Lefferts, qui d’ordinaire évitait les discussions, leva les sourcils, comme pour rappeler à son compagnon que derrière le grillage se tenait une oreille attentive. Rien n’était de plus mauvais ton (Lefferts le faisait comprendre par ce geste) que de se quereller dans un lieu public.

Archer était exaspéré ; mais il fallait éviter un incident sur le nom de Mme Olenska. Il paya le télégramme, et les deux jeunes gens sortirent ensemble. Dans la rue, Archer, ayant retrouvé son sang-froid, déclara que Mrs Mingott allait beaucoup mieux. Lefferts se déclara heureux et soulagé et s’empressa de passer à la faillite de Beaufort qui était annoncée par tous les journaux, reléguant au second plan la nouvelle de l’attaque de Mrs Mingott.

Tout New-York était contristé par l’histoire du déshonneur de Beaufort. Quant à Mrs Beaufort, depuis sa démarche nocturne auprès de Mrs Manson Mingott, on la trouvait plus cynique encore que lui. Pourtant elle n’avait pas l’excuse d’une origine étrangère. Il y avait un certain plaisir à se rappeler que Beaufort était un étranger ; mais si une Dallas de la Caroline du Sud prenait parti pour lui, et disait avec désinvolture qu’il rétablirait bientôt sa situation, l’argument perdait de sa valeur. Il n’y avait plus qu’à plaindre les malheureuses victimes, telles que Medora Manson, les pauvres vieilles Miss Lanning, et d’autres dames de bonnes familles, mal conseillées, qui, si elles avaient seulement écouté Mr Henry van der Luyden…

— Ce que les Beaufort ont de mieux à faire, — disait Mrs Archer, se résumant comme pour un diagnostic, — c’est d’aller vivre dans la petite propriété de Regina dans la Caroline du Nord. Beaufort a toujours eu une écurie de courses : il pourrait faire l’élevage de trotteurs. Je croirais volontiers qu’il a toutes les qualités d’un excellent maquignon.

Le lendemain, Mrs Manson Mingott allait beaucoup mieux ; elle avait retrouvé assez de voix pour ordonner que le nom des Beaufort ne fût plus prononcé devant elle. Quand vint le Dr Bencomb, elle demanda quelle mouche piquait sa famille de faire tant d’embarras autour de sa santé.

— Voilà ce qui arrive aux gens de mon âge quand ils s’obstinent à manger du poulet en mayonnaise le soir, observa-t-elle ; et, le médecin ayant changé fort à propos son régime, l’attaque prit le nom d’indigestion.

Cependant, malgré la fermeté de son attitude, la vieille Catherine ne se remit pas tout à fait d’aplomb. Cette indifférence qui est un effet de l’âge n’avait pas diminué sa curiosité pour les affaires des autres, mais lui avait enlevé toute pitié pour leurs chagrins. Elle parut n’éprouver aucune difficulté à chasser le désastre Beaufort de sa pensée. Mais, pour la première fois, elle commença de s’intéresser à certains membres de sa famille auxquels jusqu’alors elle n’avait témoigné aucun intérêt.
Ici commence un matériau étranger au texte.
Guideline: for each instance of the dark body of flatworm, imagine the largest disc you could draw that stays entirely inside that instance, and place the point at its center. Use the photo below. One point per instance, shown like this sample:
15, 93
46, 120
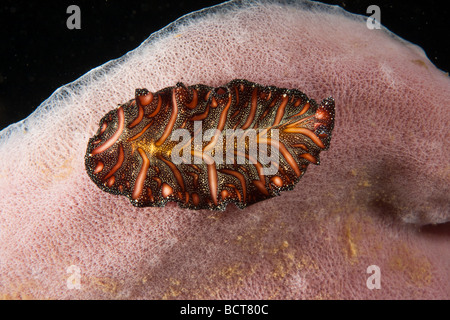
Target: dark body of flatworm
132, 152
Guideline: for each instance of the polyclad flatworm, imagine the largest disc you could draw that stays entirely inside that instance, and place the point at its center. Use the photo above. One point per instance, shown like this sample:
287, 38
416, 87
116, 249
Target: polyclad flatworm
205, 147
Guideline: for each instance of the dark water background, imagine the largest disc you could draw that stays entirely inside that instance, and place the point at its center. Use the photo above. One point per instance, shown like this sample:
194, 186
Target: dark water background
38, 54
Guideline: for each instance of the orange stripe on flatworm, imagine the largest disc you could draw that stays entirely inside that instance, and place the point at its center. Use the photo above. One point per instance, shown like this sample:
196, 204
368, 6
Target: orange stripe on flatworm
261, 187
251, 116
142, 131
166, 190
276, 180
235, 190
220, 126
158, 107
195, 199
150, 194
212, 173
195, 167
99, 167
280, 146
280, 111
175, 171
241, 179
195, 178
139, 184
110, 181
309, 157
307, 133
301, 146
294, 124
194, 101
201, 116
224, 194
214, 103
274, 101
120, 158
146, 99
158, 181
108, 143
171, 122
104, 126
304, 109
138, 119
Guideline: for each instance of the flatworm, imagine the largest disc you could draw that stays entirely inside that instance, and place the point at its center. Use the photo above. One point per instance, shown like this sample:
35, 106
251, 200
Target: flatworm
240, 143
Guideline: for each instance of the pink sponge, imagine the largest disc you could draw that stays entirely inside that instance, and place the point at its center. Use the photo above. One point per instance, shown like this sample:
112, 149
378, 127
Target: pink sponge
386, 172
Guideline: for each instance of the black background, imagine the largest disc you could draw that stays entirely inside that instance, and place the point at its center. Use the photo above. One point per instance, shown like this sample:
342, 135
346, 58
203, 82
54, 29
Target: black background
39, 54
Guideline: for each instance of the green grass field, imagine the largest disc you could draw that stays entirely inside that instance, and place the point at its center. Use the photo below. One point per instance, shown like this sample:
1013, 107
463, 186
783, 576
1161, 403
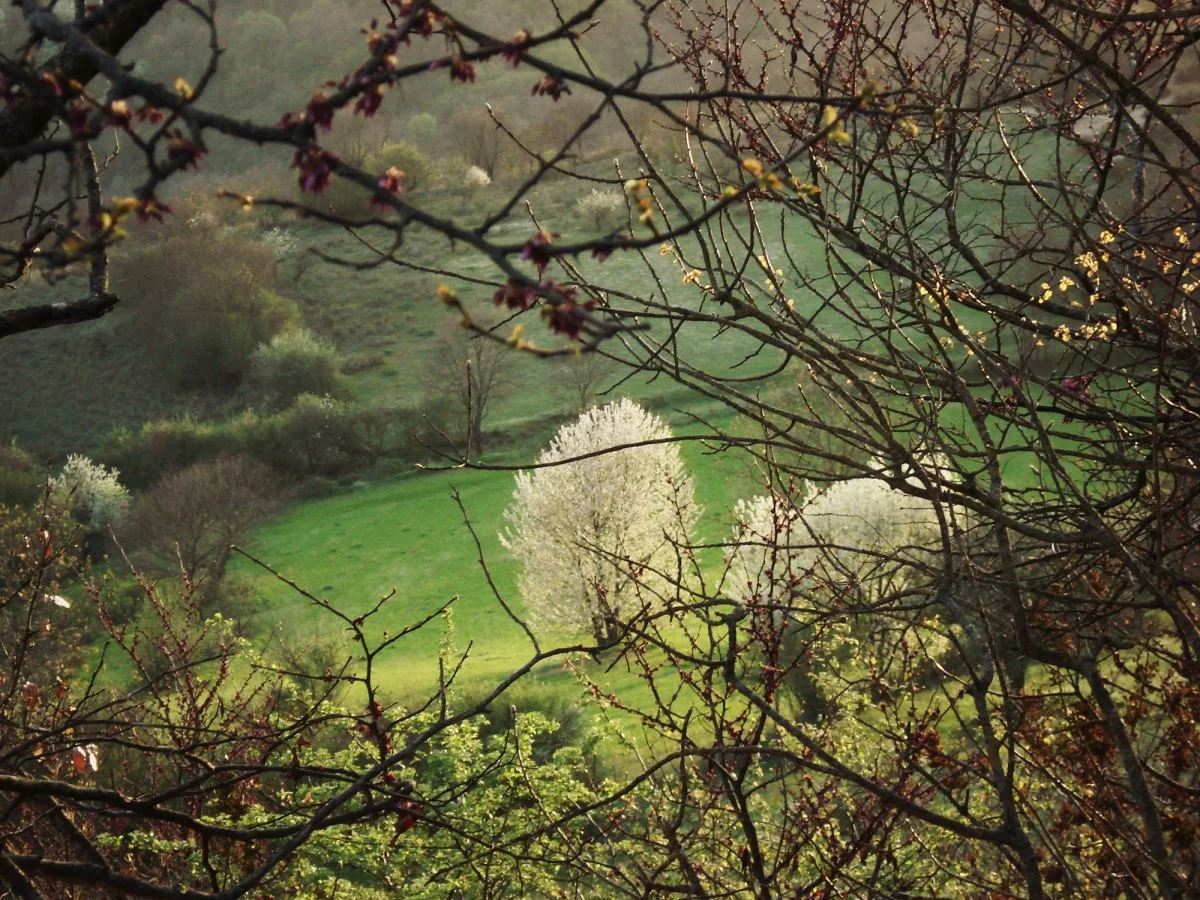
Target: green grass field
406, 533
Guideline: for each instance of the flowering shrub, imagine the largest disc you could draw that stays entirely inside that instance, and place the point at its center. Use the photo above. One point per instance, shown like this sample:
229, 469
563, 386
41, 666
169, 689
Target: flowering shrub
295, 361
90, 492
475, 179
603, 209
595, 534
859, 532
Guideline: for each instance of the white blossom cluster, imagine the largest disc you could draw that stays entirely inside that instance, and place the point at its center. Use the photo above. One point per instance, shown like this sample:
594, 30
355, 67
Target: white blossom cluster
593, 534
90, 492
859, 532
601, 208
475, 178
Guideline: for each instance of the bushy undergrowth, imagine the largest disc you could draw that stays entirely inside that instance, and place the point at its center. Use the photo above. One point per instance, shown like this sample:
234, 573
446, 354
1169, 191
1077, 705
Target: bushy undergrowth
315, 436
203, 301
295, 363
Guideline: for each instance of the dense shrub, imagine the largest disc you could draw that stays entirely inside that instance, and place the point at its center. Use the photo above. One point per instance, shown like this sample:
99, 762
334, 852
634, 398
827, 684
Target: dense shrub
294, 363
19, 477
91, 493
189, 519
315, 436
601, 209
353, 199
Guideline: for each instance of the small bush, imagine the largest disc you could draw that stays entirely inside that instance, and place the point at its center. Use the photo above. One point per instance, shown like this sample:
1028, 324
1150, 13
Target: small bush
191, 517
603, 209
475, 179
294, 363
363, 361
353, 199
91, 493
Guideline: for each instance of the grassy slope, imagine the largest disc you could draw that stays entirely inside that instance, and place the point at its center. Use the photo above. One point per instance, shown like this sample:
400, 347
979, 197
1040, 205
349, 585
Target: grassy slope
408, 534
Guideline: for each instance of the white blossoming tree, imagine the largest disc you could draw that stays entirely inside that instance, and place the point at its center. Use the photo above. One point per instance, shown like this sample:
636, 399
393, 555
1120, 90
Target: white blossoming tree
90, 492
814, 568
598, 537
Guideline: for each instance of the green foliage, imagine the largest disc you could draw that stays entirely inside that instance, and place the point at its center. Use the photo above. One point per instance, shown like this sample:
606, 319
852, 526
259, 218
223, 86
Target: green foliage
259, 35
204, 300
295, 361
91, 493
315, 436
19, 477
352, 199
Mr Welland, en particulier, eut ce privilège d’attirer son attention. C’était celui de ses gendres qu’elle avait le plus constamment ignoré, et tous les efforts de sa femme pour le représenter comme un esprit rare (si seulement il avait voulu se faire valoir) n’avaient provoqué chez elle qu’un gloussement de dérision. Mais comme valétudinaire il méritait la considération ; Mrs Mingott l’invita à venir la voir, afin de comparer leurs régimes, dès que sa température le permettrait.

Vingt-quatre heures après l’envoi de la dépêche à Mme Olenska, un télégramme annonça qu’elle arriverait de Washington le lendemain soir. Qui prendrait le bac pour aller la chercher au terminus de Jersey City ? Chez les Welland, où les Newland Archer se trouvaient à déjeuner, la difficulté semblait aussi insurmontable que si le Hudson avait été l’Atlantique, et la discussion devint très animée. Mrs Welland ne pouvait aller à la rencontre de sa nièce puisqu’elle devait accompagner son mari chez Mrs Mingott, et qu’il fallait garder le coupé pour ramener Mr Welland, s’il se trouvait trop impressionné par cette première visite à sa belle-mère après l’attaque. Les fils Welland seraient à leurs affaires. La voiture de Mrs Mingott devait aller chercher Mr Lovell Mingott, qui arrivait à cette même heure à une autre gare, et on ne pouvait demander à May, par un soir d’hiver, d’aller seule jusqu’à Jersey City, même dans sa voiture. Pourtant, ce serait peu aimable, et contraire au désir de Mrs Mingott, de laisser arriver Mme Olenska sans qu’un membre de la famille l’attendît à la gare. Archer proposa :

— Voulez-vous que j’aille la chercher ? Je peux facilement quitter mon bureau assez tôt pour retrouver le coupé au bac, si May veut l’y envoyer.

Pendant qu’il parlait, il sentait son cœur battre follement.

Mrs Welland poussa un soupir de soulagement, et May enveloppa son mari d’un sourire approbateur.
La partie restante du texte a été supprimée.